TEMPO Interaktif, Palu - Kandungan bahan kimia berbahaya berupa merkuri di udara Kota Palu, Provinsi Sulawesi Tengah, melebihi ambang batas yang direkomendasikan Badan Kesehatan Dunia (WHO). Banyaknya kandungan merkuri ini akibat aktivitas penambangan tradisional Poboya.
“Pencemaran udara di Kota Palu akibat penggunaan merkuri sudah memprihatinkan, sudah dalam kategori berbahaya,” kata Yuyun Ismawati, peneliti asal Universitas Oxford, Inggris, kepada wartawan di Palu, Senin, 27 Juni 2011.
Yuyun bersama rekannya, Abel Felix dari Ban Toxies Filipina, menyebutkan bahwa konsentrasi tertinggi terjadi di dua lokasi pusat pengoperasian tromol di Poboya, Palu Timur, dengan masing-masing 4.050 dan 5.986 nanogram per meter kubik. “Ini angka rata-rata, di beberapa titik mencapai 50 ribu nanogram” kata Yuyun.
Angka itu, kata dia, sudah melampaui ambang batas standar WHO, yakni 1.000 nanogram.

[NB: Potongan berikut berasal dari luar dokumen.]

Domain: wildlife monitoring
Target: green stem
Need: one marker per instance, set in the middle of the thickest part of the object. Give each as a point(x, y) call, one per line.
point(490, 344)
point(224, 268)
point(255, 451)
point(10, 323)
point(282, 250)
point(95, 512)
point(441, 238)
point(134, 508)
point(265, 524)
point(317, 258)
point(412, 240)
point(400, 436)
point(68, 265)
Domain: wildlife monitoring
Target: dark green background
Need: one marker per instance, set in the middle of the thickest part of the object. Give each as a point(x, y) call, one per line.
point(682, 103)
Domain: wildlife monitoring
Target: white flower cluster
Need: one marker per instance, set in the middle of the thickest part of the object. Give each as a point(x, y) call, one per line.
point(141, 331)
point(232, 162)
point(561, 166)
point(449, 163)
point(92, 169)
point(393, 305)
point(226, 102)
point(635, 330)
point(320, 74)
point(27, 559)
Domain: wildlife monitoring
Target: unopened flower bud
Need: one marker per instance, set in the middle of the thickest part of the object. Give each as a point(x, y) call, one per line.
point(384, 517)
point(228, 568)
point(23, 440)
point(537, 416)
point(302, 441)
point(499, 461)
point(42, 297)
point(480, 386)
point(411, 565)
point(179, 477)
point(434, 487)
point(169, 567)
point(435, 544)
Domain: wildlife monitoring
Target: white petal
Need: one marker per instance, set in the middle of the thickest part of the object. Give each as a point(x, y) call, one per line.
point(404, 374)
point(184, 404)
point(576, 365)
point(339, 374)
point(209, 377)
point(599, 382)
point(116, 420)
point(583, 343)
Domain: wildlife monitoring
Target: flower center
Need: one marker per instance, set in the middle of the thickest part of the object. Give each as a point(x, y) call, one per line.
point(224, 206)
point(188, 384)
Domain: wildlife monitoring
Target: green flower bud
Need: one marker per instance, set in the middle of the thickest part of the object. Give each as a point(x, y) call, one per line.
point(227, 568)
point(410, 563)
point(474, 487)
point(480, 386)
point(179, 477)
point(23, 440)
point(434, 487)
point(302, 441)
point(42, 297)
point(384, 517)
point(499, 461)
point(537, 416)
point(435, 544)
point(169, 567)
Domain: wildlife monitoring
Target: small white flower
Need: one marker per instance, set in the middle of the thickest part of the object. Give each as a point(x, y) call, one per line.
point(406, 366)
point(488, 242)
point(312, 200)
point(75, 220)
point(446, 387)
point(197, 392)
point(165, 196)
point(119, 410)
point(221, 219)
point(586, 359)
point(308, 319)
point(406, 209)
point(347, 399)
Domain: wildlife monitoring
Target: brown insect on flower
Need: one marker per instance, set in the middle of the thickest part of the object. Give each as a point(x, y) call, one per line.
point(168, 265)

Bahkan untuk Jepang, katanya, mematok lebih rendah dari itu, yakni maksimal 400 nanogram.
Yuyun dan kawan-kawan melakukan pengukuran dengan Lumex RA 192, alat pengukur digital buatan Rusia. Mereka melakukan pengukuran dengan kerapatan 400 meter per 1 zona.
Sementara itu, terkait penertiban atau penataan Pertambangan Tanpa Izin (Peti) di Kelurahan Poboya, Wali Kota Palu Rusdi Matura mengaku masih menunggu hasil eksplorasi PT Palu Citra Mineral’s (CPM).
“Belum ada kepastian waktu. Kami masih menunggu CPM," ujarnya.
Menurut Rusdi, pemerintah daerah meminta ke pusat agar melepaskan sebagian kawasan milik CPM untuk masyarakat. "Ini juga akan dilakukan kalau CPM telah selesai melakukan eksplorasi dan memastikan kalau mereka akan melakukan ekploitasi," kata dia. Rusdi menyatakan telah mempersiapkan rencana untuk pengalihan penggunaan bahan kimia berbahaya, seperti merkuri dan sianida, kepada penggunaan bahan kimia yang ramah lingkungan.